Que sensação boa e desafiadora é essa de ter que fazer um novo trabalho.

Você se prepara o máximo que dá, imaginando tudo que pode acontecer, mas sempre tem a chance de você ter imaginado tudo errado.  

A carga horária era pesada. Das 08h30 as 20h! Quase 12 horas de ação. Eu não tinha me atentado a isso até estar vivenciado. 

Nos dias que antecederam o trabalho, eu separei algumas brincadeiras que tenho de  palhaço. Brincadeiras do tipo bolha de sabão, óculos que aumenta os olhos, dentadura e jogos de cartas. Levei também algumas mágicas. Coisas simples, mas bem visuais. 

Eu tinha imaginado fazer algo do tipo “sombra” com as pessoas passando, brincar com os passantes no bom e velho estilo mímico. Em algum momento fazer um número de mágica. E interagir. 

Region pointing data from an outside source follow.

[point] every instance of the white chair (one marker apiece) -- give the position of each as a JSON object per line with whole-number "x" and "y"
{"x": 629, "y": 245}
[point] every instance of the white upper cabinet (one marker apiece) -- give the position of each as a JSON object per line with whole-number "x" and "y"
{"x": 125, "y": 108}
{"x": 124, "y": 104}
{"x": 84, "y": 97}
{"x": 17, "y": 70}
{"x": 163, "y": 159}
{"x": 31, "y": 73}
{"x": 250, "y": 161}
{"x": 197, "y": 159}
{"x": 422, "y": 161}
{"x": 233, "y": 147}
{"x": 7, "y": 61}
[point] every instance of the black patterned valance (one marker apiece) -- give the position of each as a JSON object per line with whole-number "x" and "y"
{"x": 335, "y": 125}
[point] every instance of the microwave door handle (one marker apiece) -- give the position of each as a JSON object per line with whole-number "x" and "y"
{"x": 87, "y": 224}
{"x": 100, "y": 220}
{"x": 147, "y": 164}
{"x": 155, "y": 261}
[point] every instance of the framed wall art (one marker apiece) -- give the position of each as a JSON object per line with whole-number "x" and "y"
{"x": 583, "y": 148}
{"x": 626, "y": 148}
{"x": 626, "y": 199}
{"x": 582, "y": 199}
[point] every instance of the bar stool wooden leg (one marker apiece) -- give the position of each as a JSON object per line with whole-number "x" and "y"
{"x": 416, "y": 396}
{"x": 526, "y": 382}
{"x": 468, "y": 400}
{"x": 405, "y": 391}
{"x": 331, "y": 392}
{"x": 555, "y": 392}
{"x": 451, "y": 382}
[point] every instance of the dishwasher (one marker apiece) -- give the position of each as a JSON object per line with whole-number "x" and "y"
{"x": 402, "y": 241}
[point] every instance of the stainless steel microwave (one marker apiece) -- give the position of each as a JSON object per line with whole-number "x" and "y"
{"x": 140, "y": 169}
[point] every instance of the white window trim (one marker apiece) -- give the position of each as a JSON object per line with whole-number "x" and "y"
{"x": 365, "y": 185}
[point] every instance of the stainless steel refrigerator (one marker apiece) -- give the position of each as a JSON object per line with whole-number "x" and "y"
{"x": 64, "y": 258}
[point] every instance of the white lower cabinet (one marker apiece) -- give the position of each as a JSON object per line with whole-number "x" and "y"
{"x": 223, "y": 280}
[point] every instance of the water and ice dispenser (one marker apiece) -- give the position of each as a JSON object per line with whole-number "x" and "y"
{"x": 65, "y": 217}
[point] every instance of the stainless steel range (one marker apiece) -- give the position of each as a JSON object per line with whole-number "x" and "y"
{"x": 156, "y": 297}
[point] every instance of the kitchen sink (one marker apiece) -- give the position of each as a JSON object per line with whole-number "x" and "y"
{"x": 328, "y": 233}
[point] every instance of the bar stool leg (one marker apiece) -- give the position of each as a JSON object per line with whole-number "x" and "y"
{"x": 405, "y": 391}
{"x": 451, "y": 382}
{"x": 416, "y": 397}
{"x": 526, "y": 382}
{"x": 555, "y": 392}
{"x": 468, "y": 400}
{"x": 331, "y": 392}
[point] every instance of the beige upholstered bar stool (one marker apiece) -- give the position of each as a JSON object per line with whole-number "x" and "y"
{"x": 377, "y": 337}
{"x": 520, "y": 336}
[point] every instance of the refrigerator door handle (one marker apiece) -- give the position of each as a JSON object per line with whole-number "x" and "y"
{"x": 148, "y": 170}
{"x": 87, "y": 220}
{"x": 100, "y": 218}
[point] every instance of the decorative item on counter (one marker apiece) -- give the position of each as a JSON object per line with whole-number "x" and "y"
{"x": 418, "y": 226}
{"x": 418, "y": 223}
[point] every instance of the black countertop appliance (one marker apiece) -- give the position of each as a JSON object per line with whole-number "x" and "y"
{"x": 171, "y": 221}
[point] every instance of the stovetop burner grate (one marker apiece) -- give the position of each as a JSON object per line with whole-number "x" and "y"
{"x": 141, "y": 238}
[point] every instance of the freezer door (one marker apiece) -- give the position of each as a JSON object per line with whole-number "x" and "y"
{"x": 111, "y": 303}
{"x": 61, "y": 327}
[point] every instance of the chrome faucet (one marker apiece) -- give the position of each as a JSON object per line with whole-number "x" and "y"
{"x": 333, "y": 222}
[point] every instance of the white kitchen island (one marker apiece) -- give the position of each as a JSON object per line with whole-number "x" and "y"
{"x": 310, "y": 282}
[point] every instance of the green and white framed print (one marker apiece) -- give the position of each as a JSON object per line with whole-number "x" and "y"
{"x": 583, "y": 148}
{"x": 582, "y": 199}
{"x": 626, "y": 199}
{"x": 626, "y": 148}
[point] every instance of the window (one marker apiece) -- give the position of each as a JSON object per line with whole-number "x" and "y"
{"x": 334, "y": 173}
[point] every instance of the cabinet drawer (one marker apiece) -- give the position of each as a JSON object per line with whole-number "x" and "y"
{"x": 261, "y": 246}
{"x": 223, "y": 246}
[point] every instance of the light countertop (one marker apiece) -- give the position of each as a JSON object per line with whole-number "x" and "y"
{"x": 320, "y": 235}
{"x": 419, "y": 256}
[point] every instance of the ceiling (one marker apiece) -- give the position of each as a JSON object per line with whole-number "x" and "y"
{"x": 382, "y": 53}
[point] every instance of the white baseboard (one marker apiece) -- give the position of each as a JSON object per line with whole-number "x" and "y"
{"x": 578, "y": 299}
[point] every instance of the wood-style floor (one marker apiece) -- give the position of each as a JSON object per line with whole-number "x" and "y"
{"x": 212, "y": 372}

Isso foi o que eu imaginei.

No dia, eu sai da cama as 7h para me preparar. Tomei café, alonguei, fiz aquecimento focal, coloquei minha roupa, preparei minha mochila com meus apetrechos, peguei um Uber e fui. 

Nos dias seguintes eu troquei o Uber pela bicicleta.  E é muito legal pedalar vestido de palhaço as 8h da manhã. As pessoas na rua abrem um sorriso quando me vêem. Nem todas as pessoas, mas uma grande parte!

Cheguei no bondinho às 8h e já tinha gente esperando para subir. Detalhe que o bondinho abre as 8h30. 

Passei por todos os tramites de registro na empresa para pegar o crachá. Com o crachá na mão, fui para um local a céu aberto onde tem uns bancos pois eu sabia que seria possível eu me maquiar lá. 

Maquiagem feita é hora da ação. 

A primeira coisa que eu tinha que fazer era conhecer as pessoas que já trabalhavam por lá. A Equipe de Atendimento. São as pessoas que recebem e direcionam os turistas para comprar os bilhetes, bem como resolvem todos os tipos de problemas que possam surgir. A galera é braba! 

Com quase todas as pessoas da equipe de atendimento que eu falava, eles me chamavam de mágico. Eu dizia que eu era um palhaço e não mágico. É muita responsabilidade ser chamado de mágico sendo que eu sei fazer no máximo meia dúzia de truques infantis.

Eles me chamavam de mágico porque 2 dias antes, teve um mágico por lá fazendo o mesmo trabalho que eu deveria fazer. Isso me colocou uma pulga atrás da orelha.

Eu pensei: “Se teve um mágico aqui e o cara não está mais, significa que eu posso ser dispensado também.” Esse pensamento me deixou em alerta. 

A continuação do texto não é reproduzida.